Back in town, Caledonia University's new library, designed by Austin-Smith-Lord, has provided space for a small exhibition area for book jackets and ephemera associated with their ever-expanding special collections. Books and pamphlets gifted from Norman and Janey Buchan have inspired other donations, including the STUC Archive and Gallacher Memorial Library. Book design is very reflective of its era and the current display ranges from 1831 to today, including Lewthwaite Dewar's 1904 Glasgow-style bookplate.

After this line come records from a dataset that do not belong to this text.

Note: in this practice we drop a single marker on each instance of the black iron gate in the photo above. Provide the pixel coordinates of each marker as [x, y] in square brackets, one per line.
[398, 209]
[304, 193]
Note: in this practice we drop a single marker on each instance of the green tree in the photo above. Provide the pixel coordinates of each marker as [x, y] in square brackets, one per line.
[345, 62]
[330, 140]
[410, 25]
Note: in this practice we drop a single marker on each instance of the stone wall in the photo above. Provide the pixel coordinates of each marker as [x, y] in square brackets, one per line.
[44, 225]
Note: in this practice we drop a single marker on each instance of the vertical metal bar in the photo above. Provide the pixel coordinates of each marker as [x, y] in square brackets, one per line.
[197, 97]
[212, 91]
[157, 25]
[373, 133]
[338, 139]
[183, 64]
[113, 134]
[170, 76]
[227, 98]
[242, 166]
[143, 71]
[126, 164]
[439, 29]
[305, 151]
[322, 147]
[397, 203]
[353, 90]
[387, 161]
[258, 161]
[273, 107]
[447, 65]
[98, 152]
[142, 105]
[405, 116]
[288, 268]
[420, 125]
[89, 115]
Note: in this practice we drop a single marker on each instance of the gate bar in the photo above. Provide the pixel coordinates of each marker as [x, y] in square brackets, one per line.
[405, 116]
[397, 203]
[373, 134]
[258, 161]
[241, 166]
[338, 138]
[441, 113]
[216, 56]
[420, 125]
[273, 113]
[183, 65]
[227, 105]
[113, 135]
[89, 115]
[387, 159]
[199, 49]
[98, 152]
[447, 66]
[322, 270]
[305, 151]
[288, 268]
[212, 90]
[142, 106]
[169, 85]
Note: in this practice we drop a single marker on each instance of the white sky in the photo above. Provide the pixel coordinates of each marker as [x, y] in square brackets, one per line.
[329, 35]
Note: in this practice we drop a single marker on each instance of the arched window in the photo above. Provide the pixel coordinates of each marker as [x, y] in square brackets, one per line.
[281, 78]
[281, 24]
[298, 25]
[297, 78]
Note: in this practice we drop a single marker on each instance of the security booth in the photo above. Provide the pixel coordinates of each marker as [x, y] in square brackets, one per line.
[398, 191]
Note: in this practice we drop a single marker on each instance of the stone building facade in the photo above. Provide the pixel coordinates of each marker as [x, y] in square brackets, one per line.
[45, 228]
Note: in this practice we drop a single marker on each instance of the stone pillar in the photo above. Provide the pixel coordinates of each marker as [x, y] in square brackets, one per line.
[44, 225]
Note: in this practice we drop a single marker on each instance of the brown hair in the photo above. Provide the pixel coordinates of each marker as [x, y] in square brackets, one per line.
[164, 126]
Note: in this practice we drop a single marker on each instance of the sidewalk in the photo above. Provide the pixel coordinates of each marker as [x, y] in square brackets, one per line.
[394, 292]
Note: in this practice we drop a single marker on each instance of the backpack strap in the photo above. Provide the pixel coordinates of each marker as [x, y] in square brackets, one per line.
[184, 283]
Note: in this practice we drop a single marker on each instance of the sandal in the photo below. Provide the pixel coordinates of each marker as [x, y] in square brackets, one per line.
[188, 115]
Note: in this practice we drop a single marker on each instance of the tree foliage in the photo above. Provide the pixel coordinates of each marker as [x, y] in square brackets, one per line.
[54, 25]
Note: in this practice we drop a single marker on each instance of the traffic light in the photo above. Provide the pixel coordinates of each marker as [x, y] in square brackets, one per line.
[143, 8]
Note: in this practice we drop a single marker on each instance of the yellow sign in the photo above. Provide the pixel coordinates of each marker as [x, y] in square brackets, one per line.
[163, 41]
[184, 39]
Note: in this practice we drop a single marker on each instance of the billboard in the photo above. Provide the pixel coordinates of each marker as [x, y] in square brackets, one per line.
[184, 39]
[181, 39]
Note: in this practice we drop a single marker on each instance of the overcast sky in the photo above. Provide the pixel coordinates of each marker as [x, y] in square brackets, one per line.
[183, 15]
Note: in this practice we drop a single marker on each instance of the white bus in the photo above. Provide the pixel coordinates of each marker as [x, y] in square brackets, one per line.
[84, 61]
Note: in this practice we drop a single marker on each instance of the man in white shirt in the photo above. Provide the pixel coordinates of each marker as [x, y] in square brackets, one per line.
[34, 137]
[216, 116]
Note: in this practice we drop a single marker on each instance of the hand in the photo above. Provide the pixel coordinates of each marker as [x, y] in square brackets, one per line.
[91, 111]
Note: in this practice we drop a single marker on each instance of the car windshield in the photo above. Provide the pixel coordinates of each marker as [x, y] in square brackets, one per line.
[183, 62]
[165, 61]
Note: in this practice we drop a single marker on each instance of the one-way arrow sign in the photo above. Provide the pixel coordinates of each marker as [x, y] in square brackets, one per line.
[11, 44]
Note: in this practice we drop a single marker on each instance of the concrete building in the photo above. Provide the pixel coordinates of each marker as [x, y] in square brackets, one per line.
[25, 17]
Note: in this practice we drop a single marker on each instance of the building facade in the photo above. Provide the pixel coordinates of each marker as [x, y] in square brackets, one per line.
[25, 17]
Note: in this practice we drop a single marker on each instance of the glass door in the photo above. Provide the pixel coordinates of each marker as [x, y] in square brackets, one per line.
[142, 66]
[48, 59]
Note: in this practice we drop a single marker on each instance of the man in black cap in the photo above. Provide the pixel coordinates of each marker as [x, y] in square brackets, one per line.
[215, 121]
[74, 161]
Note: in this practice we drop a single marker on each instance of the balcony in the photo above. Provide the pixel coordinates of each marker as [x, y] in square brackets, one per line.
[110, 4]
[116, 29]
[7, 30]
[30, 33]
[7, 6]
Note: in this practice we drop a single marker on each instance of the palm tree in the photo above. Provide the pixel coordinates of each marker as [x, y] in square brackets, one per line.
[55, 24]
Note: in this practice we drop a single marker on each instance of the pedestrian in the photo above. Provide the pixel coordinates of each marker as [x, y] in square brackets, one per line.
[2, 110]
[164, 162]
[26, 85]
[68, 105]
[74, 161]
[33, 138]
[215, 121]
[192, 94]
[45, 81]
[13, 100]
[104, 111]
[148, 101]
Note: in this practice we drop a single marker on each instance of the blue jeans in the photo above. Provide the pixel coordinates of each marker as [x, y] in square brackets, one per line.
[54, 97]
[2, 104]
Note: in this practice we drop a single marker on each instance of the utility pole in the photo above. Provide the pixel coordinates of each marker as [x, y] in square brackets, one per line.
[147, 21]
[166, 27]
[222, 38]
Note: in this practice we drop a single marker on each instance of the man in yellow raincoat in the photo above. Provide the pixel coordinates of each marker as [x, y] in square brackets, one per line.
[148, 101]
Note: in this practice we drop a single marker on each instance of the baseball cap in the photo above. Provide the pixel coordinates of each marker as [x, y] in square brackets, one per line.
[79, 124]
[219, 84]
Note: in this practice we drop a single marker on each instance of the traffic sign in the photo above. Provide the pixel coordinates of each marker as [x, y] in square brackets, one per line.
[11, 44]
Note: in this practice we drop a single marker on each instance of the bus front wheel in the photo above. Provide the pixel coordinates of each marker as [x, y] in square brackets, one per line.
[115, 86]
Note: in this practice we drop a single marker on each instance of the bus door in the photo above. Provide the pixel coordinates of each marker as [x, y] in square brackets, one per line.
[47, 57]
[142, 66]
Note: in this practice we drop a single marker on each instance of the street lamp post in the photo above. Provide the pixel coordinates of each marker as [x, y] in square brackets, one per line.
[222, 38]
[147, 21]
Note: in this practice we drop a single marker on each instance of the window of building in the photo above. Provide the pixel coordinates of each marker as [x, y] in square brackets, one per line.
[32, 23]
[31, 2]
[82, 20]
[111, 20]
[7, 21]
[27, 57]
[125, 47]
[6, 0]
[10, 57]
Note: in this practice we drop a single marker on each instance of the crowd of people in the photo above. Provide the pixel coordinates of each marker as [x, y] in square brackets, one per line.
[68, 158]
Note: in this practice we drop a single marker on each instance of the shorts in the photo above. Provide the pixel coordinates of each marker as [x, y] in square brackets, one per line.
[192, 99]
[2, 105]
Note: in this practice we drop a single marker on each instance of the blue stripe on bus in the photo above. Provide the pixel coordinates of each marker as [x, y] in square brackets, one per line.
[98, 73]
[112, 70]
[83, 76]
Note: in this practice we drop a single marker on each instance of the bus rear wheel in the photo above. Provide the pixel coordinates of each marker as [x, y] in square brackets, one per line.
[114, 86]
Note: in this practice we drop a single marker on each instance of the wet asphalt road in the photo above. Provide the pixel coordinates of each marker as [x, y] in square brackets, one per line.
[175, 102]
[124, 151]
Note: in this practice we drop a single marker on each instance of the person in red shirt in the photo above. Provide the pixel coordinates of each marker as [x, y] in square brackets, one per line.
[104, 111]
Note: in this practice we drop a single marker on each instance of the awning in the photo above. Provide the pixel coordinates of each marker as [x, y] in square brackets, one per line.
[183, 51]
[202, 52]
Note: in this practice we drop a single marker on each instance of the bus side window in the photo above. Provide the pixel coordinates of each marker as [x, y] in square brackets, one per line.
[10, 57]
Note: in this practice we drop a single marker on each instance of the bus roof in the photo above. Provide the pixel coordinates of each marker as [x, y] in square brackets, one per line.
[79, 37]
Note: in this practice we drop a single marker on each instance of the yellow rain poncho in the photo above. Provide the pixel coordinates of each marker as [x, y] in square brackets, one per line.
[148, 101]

More good design at Garner's ceramics in Parnie Street where Ian McWhinnie's inexpensive painted plates impressed

me greatly.

Nearby, Transmission hosts a chalk and cheese show - that's to say Helen Beckman's bland blue monochrome monkeys could not be more different to Graham Little's rainbow striped, liquorice allsort-coloured cubes and large box structures which cross the boundary back to design. Beckman's watercolour-ish graphics hail from New York; Little studied painting at Dundee before going to London's Goldsmiths.

Transmission artists also show in Host at Tramway where 50 anarchic Glasgow and London artists assemble to present a jumbled display that will puzzle most visitors.

The argument as to what exactly art is these days could begin anywhere (some question anything that moves slightly away from picture windows on a landscape), but here fundamentals are thrown up in the air and some, like basic skills, dispensed with altogether.

The definition of art has always been open to debate. The trap of admiring manual dexterity or mere technique in favour of content is common and to be avoided. Recently, even 97-year-old Mary Armour was forced to restate that, for her, painting was an intellectual pursuit like writing or composing. ''The thinking takes far more time than the actual manipulation of the oil paint,'' she emphasised. Another friend, insisting that originality of concept is the only possible definition for art, made the analogy that painting realistic trompe l'oeil effects is merely like taking a food recipe or a dressmaking pattern and reproducing it. When ideas, intellect, and issues are non-existent or in short supply; when technique is all, it certainly produces craft, not art.

Where this argument begins in relation to Host's melange of video, text, sound, found objects, assemblages, and suchlike, remains to be seen.

But one thing's for sure,

you can't accuse Glasgow of being boring!